HIV infection: woman sues

2009-04-21 00:00

IF paramedics at an accident scene on the N3 on August 31, 2000 had handled the body of a pedestrian who was killed in the crash and then touched the area surrounding an open wound on the forehead of a motorist, it was possible they could have transferred HIV from the pedestrian to her.

This was the evidence given in the high court in Pietermaritzburg yesterday by Professor Desmond Martin, an expert in the field of virology and especially the HI virus.

He said the virus would remain viable for a considerable period after death, possibly “protected” in blood that had clotted. He said that according to the facts presented to him, the pedestrian suffered a laceration above the eye and in his experience, injuries of the face and head tend to bleed profusely. He agreed that it would be neccessary for contact to have been made with the body and thereafter with the area surrounding the woman’s injury in order for the virus to be transferred.

The case has been proceeding in the high court since late 2004. It resumed again before Judge Chiman Patel this week and has now reached the stage of final legal argument, which is to be presented tomorrow.

It was agreed when the civil trial got under way that the court would initially be called on to decide only if the province is liable to pay damages. The amount of damages to which the woman will be entitled will be decided if the court rules in her favour.

The judge has indicated that some of the issues he will be required to decide are the credibility of the witnesses called by both sides, including the paramedics who attended the accident scene.

Their evidence was that when treatment was given to the woman, who suffered an open wound to her forehead, she already had a dressing over the wound; that one of the paramedics was called upon to certify the death of the pedestrian who had been struck by the vehicle; and that he had changed his gloves before touching the body and removed the gloves and disposed of them before attending to the woman.

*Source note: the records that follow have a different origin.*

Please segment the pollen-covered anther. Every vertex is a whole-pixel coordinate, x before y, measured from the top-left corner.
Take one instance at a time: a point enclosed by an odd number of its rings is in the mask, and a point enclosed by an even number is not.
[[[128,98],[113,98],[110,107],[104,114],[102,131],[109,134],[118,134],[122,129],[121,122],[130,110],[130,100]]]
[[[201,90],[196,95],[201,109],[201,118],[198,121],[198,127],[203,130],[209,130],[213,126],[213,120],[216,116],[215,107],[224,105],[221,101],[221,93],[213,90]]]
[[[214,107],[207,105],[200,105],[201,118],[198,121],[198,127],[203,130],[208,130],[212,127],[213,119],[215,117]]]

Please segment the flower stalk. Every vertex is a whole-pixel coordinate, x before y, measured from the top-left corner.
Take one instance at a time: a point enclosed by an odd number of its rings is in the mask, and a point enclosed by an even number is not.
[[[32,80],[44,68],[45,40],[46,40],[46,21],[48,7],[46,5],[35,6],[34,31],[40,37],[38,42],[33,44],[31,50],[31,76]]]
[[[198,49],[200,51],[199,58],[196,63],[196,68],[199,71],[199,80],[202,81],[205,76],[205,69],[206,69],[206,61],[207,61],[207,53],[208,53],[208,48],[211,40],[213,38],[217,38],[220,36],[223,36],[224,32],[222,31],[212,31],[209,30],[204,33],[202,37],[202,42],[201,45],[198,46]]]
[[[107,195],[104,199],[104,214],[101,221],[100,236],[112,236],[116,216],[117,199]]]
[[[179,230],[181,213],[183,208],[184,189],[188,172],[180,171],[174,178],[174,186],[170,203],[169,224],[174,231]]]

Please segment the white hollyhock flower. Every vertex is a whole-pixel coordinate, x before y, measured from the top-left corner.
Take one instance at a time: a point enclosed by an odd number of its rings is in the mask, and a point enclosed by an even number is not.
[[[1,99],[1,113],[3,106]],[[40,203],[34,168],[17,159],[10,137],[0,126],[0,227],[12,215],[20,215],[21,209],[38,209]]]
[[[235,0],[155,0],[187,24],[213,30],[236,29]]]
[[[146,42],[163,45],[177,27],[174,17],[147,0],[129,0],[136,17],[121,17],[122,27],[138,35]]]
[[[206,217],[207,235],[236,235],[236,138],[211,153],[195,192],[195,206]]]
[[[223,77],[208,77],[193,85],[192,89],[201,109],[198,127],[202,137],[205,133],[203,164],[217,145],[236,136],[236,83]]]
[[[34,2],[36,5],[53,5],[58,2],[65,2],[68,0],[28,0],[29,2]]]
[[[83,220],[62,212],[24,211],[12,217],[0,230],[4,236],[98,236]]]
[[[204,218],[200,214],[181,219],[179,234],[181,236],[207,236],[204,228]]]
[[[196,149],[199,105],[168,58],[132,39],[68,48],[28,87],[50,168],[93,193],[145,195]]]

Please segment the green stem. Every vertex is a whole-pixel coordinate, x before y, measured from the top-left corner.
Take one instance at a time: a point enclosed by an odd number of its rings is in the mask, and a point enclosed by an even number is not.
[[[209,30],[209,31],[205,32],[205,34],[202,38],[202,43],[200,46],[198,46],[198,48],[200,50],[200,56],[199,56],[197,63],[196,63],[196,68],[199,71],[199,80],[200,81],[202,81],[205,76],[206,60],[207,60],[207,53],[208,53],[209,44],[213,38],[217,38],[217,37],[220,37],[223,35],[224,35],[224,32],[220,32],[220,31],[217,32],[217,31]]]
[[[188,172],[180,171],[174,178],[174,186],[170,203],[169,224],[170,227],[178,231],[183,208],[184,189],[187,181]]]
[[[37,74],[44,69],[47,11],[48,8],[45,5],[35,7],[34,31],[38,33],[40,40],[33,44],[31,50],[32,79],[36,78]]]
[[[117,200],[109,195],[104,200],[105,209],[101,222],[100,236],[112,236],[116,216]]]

The paramedics deny having touched her injury after making contact with the dead man, Crophet Mandla Mthalane of Bruntville.

Another issue that has to be decided is whether it can be accepted by the court that Mthalane was HIV-positive when he died.

In her evidence in 2005, the woman — who was a keen sportswoman and very fit before the crash and her illness — said she was HIV-negative on admission to hospital.

In October 2000, just weeks after the crash and her treatment, she tested positive, with devastating effects.

She said the revelation caused her long-standing marriage to break down. Her husband has been tested for the HI virus, but continues to test negative.

She said her relationship with her husband was monogamous and the only way she could have contracted the virus was through the accident.

A friend testified that she first saw the paramedics move the pedestrian to the verge of the road. Then they “worked” on the body before coming to treat the woman, she added, saying that they struggled to insert an intravenous drip in her arm.

The paramedics denied this in their testimony.

An expert on infectious diseases who gave evidence on the woman’s behalf, Dr David Spencer, said the woman was infected “around the time” of the accident. He had examined her blood picture when she continued to suffer from unexplained illnesses following the crash, which was not in keeping with her injuries, and she tested HIV-positive.